After carefully examining the base casting, and scrutinising the plans to discover all of the dimensions of the base, I commenced machining on my King Rich mill (Bridgeport clone, NT40 with DRO, an excellent machine). Since the base dimensions are scattered over 3 pages of very complex plans, and I am still relatively unfamiliar with them, I am approaching the machining with great caution. At this stage I am aiming to create some flat and coplanar surfaces, with a margin of material remaining, so I can hold the base flat, without rocking, roughing out the shape, and leaving finishing to dimensions at a later date. I intend to attach the base to a rectangular piece of aluminium, so the aluminium can be clamped or held in a vice, rather than risking damaging the brass casting.
Today I received a 16.6kg package by courier. It was too heavy for the regular post. It contained the castings for the model triple expansion steam engine, which I am hoping to build in the next year or so. I am told that on average this model takes 3000 hours to complete. That is a scary thought. Almost unbelievable. But when I calculate how many hours went into the much simpler single cylinder beam engine (maybe 600-800), I guess that it is not an unrealistic estimate. Just as well that I am close to retirement age.
The castings were made in NSW Australia, and supplied by Kelly Mayberry at EJ Winter.
The annual “Royal Geelong Show” was held last weekend. It has been held for the past 159 years. Farmers exhibit their best cattle, pigs, sheep, alpacas etc and produce, there are various equestrian events, tractor pulls, Lanz bulldog races, dog breed competitions, and all of the side shows, show bags, and amusement park rides which accompany most agricultural-regional shows.
At the show grounds, Geelong is fortunate to have a well established antique engine display, featuring many steam powered stationary engines, traction engines, steam trucks, tractors, etc etc., many which live there permanently, such as a ships triple expansion steam engine, and many which are brought in just for the show.
There is also a model engineering display, of dozens of working, steam powered small engines. It is always a source of fascination to the many visitors.

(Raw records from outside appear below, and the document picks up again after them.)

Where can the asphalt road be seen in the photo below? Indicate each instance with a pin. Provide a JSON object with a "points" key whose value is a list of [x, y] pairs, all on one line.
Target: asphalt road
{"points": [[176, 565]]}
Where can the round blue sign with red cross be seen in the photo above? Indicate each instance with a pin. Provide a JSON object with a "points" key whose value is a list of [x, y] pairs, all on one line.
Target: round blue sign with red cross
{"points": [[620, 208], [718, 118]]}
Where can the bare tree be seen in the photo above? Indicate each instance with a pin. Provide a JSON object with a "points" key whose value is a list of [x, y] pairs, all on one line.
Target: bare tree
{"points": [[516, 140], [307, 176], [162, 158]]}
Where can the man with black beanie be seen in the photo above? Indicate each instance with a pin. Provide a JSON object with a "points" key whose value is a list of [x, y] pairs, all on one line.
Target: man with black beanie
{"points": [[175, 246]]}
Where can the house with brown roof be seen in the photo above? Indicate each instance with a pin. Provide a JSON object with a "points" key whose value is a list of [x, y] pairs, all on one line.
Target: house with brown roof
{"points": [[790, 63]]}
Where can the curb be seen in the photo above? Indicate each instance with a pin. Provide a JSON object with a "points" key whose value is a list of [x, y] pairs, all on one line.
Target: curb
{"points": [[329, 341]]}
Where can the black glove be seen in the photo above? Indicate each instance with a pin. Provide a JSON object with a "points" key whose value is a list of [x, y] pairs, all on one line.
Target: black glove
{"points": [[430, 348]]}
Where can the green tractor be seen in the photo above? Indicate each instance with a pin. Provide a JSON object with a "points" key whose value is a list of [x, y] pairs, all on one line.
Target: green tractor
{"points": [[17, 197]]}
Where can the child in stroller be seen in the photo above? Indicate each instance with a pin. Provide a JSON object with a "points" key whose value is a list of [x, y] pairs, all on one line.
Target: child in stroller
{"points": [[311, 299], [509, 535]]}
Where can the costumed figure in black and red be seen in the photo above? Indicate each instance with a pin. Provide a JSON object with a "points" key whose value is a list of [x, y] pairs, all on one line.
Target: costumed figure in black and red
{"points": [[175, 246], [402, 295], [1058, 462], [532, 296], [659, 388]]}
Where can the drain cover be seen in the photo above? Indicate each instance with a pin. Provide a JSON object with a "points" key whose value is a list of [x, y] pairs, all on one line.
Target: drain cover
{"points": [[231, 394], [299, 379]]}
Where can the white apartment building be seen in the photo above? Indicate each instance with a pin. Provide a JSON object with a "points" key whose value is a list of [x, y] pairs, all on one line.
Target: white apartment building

A competition is held for recently constructed models, and I was very lucky and thrilled to receive the first prize for the Bolton 12 beam engine. Second prize was for a rebuilt antique pressure gauge, and third for a Stuart twin cylinder “Victoria” stationary engine.
Today I attended this steam rally near Ballarat Victoria Australia.
The weather was cold and wet, and accompanied by my brother Peter and friend Stuart S, we drove the 2 hours from home.
I had only a vague idea about what to expect, but it was so fantastic that I will be definitely going to future events there.
To explain, Lake Goldsmith is farm land, in pretty undulating countryside. 38 acres have been set aside for steam enthusiasts, and dozens of sheds of various sizes have been put up and filled with workshops and machines. Many of the steam engines were outside, so we were grateful for the shed displays whenever the rain set in.
There were hundreds and hundreds of steam engines, boilers, traction engines, early kerosine farm engines, vintage tractors, model engines.
There was a working timber mill, cutting huge pine slabs, powered by a superb steam engine. See the videos.
The star of the displays, is a working 90 ton steam shovel
Just a bit more finishing on this boiler.
At the chimney end there is now a removable cover to provide access to the smoke box (the round aluminium cover with the brass lever nut), and a sliding door to provide access to the firebox.
You can just see the Bolton 7 engine behind the boiler. They are both sitting on a marble shelf above the fireplace in our living room. I was amazed when SWMBO said that it could live there.
My 18 month old grandson loves to be lifted up to the “teamengine” so he can turn the flywheel.
This is the first run of this engine using steam. I have previously had it going on compressed air, but there is nothing like real, live, hot steam!!
It did show up a few problems which I will have to fix. A few minor leaks, need for a displacement oiler, and need to adjust the length of the piston rod. You will hear a knocking sound in the video. I think that is due to the piston just touching the cylinder cap at the end of each stroke. Not difficult to fix, but will require a complete teardown of the cylinder=piston.